= Lucy Tasseor Tutsweetok =

Lucy Tasseor Tutsweetok was born 1934 in Nunalla, Manitoba. She was an Inuk artist. Known for her sculptures, Tasseor Tutsweetok worked principally with grey steatite, a hard stone local to Arviat on the Nunavut mainland, where the artist moved following the closing of the North Rankin Nickel Mine in 1962. Always remaining close to the stone's original form and leaving its surface unpolished, her sculptures take maternal and family groupings as their principle themes.
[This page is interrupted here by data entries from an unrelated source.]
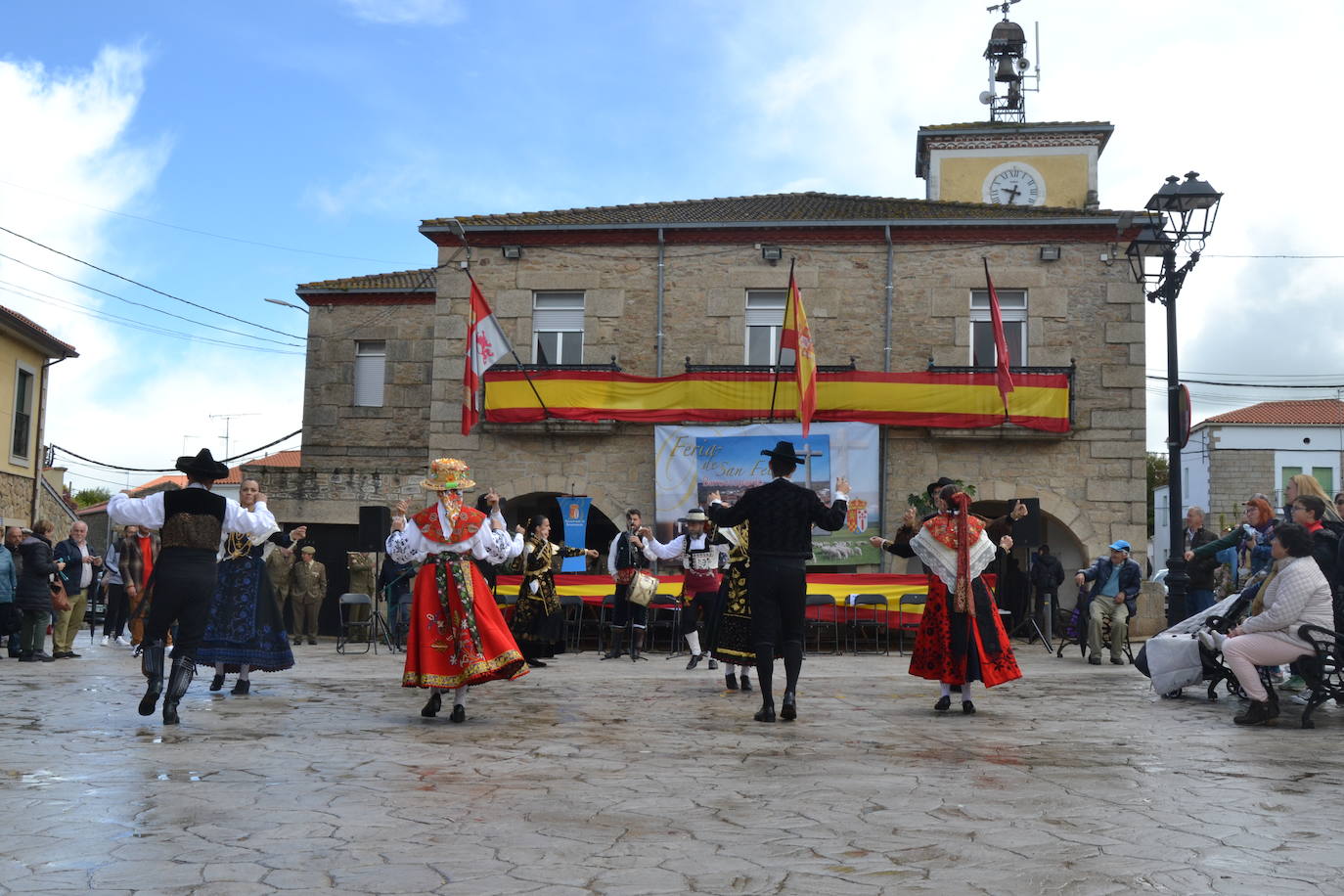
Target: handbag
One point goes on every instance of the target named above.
(60, 601)
(643, 587)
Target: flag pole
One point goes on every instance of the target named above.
(546, 411)
(779, 353)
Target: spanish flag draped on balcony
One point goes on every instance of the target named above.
(797, 336)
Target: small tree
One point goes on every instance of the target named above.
(87, 497)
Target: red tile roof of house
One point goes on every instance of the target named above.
(1316, 411)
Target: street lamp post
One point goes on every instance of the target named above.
(1182, 218)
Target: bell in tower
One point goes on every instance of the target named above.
(1008, 66)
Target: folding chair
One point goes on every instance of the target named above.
(355, 630)
(816, 621)
(902, 626)
(877, 625)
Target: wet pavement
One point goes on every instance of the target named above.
(617, 778)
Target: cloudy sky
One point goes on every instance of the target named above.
(225, 152)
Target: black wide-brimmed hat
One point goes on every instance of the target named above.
(940, 485)
(785, 452)
(203, 467)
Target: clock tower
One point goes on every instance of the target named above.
(1008, 160)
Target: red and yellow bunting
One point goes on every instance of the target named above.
(945, 400)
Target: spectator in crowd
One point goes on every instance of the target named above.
(114, 597)
(11, 618)
(32, 593)
(79, 578)
(1114, 596)
(1297, 594)
(1048, 574)
(1199, 594)
(306, 591)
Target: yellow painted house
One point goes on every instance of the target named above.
(27, 351)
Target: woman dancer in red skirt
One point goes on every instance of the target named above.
(457, 637)
(960, 639)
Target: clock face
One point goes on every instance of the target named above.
(1015, 184)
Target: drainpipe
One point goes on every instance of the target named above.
(661, 284)
(39, 450)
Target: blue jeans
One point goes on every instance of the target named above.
(1197, 601)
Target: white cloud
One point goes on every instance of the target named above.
(128, 398)
(408, 13)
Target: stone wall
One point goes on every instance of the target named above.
(1078, 308)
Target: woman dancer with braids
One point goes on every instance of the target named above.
(457, 637)
(960, 639)
(538, 617)
(245, 629)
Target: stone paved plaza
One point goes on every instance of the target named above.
(615, 778)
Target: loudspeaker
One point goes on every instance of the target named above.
(374, 525)
(1030, 529)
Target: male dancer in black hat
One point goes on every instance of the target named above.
(191, 522)
(781, 516)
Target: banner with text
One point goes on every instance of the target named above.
(691, 461)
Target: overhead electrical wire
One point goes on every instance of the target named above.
(152, 289)
(147, 469)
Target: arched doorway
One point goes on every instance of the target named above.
(600, 528)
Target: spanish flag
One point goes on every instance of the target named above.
(797, 336)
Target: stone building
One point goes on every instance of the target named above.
(27, 351)
(1254, 450)
(890, 284)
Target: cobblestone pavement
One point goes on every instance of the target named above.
(615, 778)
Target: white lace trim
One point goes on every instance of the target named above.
(942, 559)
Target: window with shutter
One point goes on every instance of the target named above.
(370, 370)
(558, 328)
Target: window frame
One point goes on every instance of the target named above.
(541, 328)
(19, 370)
(381, 371)
(1010, 313)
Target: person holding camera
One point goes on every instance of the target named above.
(624, 559)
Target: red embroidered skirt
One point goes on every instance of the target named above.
(441, 648)
(935, 654)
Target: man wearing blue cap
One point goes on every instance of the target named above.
(1117, 580)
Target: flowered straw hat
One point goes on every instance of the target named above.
(448, 473)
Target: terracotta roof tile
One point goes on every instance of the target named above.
(410, 281)
(1319, 411)
(766, 208)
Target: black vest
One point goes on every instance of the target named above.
(193, 518)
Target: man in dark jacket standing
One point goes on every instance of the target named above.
(1199, 594)
(780, 516)
(1114, 597)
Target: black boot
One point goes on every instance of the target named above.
(614, 643)
(152, 664)
(1257, 713)
(183, 670)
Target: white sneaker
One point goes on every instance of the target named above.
(1213, 641)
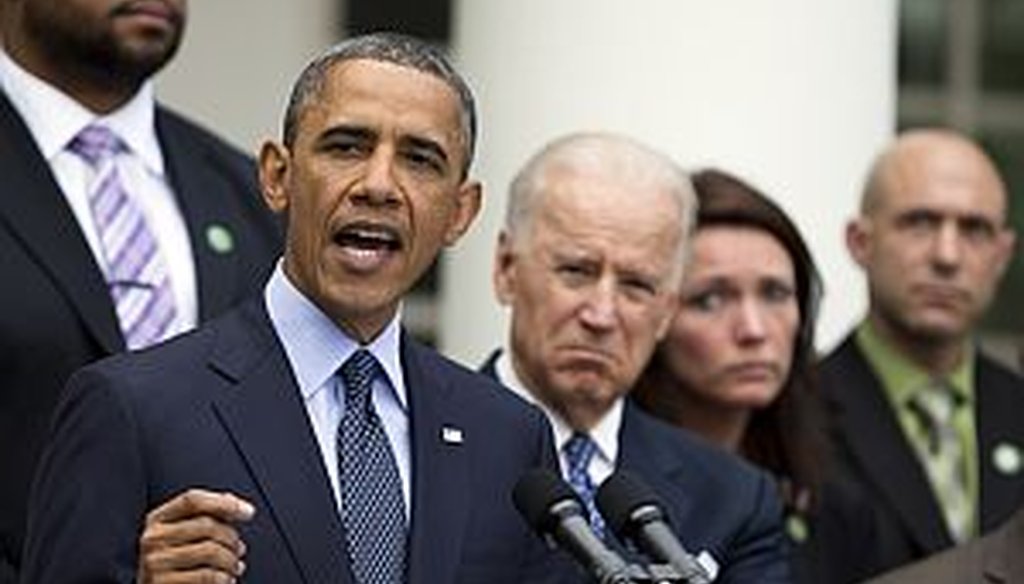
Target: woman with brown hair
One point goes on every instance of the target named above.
(736, 367)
Notable exhibitions include: Sculpture/Inuit: Masterworks of the Canadian Arctic (1971–1973), In the Shadow of the Sun: Contemporary Indian and Inuit Art in Canada (1989–1991), and Indigena: Contemporary Native Perspectives in Canadian Art (1992), and a solo exhibition, her first, at the Art Gallery of Ontario (2011). In 1992, she completed a large sculpture for the Canadian Museum of Civilization. Tasseor Tutsweetok's minimalist and semi-abstract approach to carving is accompanied by calculated drawings upon the stone's surface, she shares this approach with her contemporaries Andy Miki, John Panaruk, and Elizabeth Nutaluk.

Lucy Tasseor Tutsweetok died on April 12, 2012, in Arviat Nunavut.